乙儿继续说:“你知道那春意香囊在府里可是禁物,万一被查了出来,你还想不想活命了?!”
“噢?”甲儿笑着睇她一眼:“原来妹妹还这么关心我呀,实在是意料之外呢!”忽然脸色一变,‘哼’了声:“——就只怕是无事献殷勤,非奸即盗!”
“爱怎么想随你!我管不着!”
“你管得了吗?”她即刻顶了她一句。
乙儿一愣,忍气吞声道:“我不想和你拐弯抹角的缠夹!方才奶奶问起,我没有此事抖露,只是编了个谎儿,说我见着你没把花园儿打扫干净,上前训斥,将那匣子中途离手,搁在游廊的台阶儿上了。这你也是见着了的。——明儿奶奶可能会招你,问起的时候,你就照着圆就对了。”
说毕,正要离开,却又回头道:
“你记着,我能帮一次,不代表我可以帮你第二次第三次。如果你想对付我的话,你就只针对我一个,别扯藤带叶儿的,这么不聪明的举动,我怕有天你会成为众矢之的,到时没人帮得了你!孰中轻重,你自己掂量着办吧!”
话儿刚说完,便扭身自去了。 白香跨进屋里,丫鬟们赶着打起门帘儿,都说:“奶奶这就回来了?”容丰一只手撑着脖子,歪在床上看书呢。这是瞧见白香进来,就笑问:“你刚去哪儿了呀?”
“能去哪儿?不过姐姐那儿呗!”
“噢,”容丰也笑:“也不知道你,才分了手,又巴巴的跑去见上那么一面儿,都不知为了什么?”
白香正坐在梳妆镜前,对镜卸着头钗呢。

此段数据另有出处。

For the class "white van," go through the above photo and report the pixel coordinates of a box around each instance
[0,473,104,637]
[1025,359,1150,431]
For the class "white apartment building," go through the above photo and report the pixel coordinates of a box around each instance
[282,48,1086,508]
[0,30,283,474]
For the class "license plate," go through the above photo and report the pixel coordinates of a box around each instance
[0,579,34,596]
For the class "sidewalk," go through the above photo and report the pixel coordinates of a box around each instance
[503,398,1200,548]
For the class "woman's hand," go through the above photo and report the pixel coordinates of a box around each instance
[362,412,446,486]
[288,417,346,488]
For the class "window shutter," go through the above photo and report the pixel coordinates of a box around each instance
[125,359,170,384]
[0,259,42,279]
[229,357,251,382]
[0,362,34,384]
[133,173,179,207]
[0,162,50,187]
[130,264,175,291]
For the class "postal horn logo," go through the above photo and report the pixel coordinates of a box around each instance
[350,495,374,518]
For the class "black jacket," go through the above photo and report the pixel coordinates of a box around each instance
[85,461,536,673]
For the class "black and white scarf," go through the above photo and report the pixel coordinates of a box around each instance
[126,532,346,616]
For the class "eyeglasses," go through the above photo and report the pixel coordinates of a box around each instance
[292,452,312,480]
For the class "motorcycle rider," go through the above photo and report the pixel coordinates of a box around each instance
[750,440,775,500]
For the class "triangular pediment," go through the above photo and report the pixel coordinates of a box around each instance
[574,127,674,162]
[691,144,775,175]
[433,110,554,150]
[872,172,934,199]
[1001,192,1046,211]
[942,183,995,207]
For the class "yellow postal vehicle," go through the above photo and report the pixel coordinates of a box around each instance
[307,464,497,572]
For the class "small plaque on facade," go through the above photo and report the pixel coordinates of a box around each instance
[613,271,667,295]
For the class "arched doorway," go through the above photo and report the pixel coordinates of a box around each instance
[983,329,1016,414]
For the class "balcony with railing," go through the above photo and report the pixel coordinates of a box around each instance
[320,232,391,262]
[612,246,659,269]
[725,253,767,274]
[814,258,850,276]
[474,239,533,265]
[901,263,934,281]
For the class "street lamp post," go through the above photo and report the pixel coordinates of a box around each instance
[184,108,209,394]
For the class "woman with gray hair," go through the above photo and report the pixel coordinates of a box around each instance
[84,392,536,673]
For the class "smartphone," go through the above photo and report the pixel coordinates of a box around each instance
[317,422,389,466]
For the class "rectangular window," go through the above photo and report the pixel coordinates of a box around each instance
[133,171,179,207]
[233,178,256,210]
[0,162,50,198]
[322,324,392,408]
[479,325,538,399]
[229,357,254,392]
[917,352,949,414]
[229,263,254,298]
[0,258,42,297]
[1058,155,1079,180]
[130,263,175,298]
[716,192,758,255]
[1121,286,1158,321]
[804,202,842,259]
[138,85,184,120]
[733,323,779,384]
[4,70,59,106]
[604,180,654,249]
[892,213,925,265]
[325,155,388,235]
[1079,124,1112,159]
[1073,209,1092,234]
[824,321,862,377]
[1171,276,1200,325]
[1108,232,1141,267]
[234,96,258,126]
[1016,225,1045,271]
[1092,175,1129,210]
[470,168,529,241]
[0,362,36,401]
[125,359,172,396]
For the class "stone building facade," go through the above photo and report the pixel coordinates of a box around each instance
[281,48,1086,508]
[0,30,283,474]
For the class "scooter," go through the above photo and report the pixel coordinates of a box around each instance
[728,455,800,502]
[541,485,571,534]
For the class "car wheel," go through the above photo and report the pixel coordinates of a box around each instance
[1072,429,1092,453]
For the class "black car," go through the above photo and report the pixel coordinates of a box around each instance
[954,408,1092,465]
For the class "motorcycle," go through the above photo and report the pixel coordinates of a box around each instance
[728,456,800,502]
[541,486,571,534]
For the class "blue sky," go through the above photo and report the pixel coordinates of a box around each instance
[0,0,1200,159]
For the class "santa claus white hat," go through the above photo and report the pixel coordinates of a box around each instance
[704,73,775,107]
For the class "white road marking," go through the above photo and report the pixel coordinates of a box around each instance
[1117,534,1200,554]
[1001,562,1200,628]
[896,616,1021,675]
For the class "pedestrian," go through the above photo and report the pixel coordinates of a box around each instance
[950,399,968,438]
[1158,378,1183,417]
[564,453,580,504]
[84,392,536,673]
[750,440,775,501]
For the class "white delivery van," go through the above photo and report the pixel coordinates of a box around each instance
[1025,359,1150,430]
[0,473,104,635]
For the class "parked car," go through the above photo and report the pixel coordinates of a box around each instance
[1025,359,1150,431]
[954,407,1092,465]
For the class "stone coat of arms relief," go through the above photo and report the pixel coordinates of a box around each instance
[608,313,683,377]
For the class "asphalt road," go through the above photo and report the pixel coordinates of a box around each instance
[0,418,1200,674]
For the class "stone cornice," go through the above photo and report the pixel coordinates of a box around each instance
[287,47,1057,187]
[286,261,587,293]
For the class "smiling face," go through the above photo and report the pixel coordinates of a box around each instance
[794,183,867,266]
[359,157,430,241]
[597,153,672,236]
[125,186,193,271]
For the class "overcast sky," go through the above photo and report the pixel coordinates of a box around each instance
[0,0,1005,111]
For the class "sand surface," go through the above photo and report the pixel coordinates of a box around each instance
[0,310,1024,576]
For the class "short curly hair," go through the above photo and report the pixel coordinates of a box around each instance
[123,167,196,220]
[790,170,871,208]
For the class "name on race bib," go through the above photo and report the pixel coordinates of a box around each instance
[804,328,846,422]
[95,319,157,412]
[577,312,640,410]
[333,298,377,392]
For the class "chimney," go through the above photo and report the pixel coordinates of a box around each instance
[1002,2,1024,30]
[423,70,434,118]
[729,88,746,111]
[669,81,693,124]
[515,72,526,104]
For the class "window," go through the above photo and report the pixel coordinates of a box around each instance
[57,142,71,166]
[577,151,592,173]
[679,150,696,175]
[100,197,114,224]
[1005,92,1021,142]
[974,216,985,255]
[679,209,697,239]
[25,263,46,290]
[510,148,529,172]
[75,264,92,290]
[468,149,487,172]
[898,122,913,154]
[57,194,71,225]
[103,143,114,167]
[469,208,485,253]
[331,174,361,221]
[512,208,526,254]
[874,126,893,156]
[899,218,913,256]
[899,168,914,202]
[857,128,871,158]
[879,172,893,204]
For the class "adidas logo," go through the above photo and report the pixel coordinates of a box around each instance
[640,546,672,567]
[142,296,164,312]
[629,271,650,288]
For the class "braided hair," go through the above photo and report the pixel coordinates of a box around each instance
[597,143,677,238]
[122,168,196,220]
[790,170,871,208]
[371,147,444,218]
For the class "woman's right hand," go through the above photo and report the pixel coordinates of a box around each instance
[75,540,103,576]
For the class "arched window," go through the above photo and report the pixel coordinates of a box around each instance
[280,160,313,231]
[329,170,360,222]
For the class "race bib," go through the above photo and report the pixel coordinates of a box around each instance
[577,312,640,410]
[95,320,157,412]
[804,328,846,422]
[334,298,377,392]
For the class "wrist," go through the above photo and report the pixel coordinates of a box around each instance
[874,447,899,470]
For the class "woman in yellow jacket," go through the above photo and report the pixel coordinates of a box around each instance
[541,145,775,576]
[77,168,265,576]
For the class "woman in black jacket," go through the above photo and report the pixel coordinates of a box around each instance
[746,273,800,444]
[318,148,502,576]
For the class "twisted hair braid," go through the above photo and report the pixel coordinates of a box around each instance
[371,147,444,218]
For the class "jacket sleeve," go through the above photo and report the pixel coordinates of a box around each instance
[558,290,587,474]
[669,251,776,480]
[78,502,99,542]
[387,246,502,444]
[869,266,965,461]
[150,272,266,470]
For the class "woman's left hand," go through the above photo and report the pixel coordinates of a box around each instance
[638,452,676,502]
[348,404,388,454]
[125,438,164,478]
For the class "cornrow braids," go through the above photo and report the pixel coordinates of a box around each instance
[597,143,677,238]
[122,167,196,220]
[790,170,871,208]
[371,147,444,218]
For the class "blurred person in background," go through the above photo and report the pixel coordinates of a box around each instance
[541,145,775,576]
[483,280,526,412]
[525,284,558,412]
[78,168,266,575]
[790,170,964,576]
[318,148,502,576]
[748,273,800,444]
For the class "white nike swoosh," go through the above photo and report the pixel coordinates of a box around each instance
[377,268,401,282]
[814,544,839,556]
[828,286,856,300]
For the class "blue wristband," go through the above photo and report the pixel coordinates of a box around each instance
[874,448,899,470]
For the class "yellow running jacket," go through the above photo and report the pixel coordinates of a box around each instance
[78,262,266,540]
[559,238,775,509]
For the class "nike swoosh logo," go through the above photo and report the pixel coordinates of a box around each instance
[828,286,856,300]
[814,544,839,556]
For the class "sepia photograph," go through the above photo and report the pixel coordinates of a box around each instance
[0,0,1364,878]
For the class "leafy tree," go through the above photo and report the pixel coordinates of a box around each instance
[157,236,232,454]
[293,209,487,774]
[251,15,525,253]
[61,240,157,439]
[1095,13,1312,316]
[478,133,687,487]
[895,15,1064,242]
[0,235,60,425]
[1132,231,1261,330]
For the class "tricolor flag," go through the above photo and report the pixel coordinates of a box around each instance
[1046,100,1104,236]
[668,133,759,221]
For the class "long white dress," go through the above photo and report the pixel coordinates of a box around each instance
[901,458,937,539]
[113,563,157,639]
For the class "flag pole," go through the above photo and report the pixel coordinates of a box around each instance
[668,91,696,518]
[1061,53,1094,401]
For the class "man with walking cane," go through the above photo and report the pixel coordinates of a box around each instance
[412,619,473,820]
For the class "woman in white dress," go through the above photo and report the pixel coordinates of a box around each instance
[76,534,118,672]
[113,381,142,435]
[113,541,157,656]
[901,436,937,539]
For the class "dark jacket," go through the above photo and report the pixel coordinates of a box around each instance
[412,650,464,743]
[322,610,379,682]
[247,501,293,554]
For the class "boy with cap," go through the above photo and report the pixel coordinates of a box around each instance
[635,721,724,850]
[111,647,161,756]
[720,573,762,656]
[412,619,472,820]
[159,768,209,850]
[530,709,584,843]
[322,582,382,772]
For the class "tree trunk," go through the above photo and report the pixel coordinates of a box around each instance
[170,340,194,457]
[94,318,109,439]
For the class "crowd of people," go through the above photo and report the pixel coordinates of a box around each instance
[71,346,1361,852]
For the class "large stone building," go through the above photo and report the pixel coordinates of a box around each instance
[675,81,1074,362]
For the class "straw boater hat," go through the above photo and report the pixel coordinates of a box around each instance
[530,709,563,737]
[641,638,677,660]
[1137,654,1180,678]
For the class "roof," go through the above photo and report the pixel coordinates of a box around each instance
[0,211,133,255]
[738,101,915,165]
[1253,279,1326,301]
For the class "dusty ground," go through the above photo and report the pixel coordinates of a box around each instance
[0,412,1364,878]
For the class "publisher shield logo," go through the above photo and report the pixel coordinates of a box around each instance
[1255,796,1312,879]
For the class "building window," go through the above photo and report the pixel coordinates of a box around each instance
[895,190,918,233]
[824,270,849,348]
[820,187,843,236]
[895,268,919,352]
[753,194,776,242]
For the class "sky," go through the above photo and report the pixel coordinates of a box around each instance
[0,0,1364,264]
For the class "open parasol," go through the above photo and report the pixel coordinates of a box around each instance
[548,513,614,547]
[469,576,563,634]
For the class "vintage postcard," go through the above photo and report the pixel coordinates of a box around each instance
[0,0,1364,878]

听到这话儿,手上略略一顿,斜眼儿瞧了瞧镜子里容丰一眼,说:“什么哪?我是给送东西去了!”
“送什么东西?”他问。
她答得有些耐烦,就说:“没见过像爷这么多事儿的,不过女儿家的东西,与你什么相干?管那么多呢你!”
容丰撇了撇嘴,淡淡一笑,也就不再说话。白香高声唤:“钗环!”
钗环急急忙赶进来问:“奶奶怎么了?”
“你随我过来!”她说,站起身,扭身正要出去,临掀帘子的时候,一手还高高地撑在那儿呢,忽然又止住脚步,回首笑问容丰道:
“对了,泓表哥可走了?”
容丰略微眨了眨眼儿,仍旧捧着那暗蓝色的线装书卷,也没怎么抬头,话儿也回的淡淡的,说:“你没看见哪。”
“什么时候走的?”她问。
“有一会儿了。”
她笑:“对了,刚儿你们做什么呢?”
容丰先是不说话,过了一小会儿,才懒懒的应了一句:“都是爷们儿的事儿!不过女儿家的,与你什么相干?管那么多呢你!”
她一听,不禁嫣然一笑,就和钗环出去了。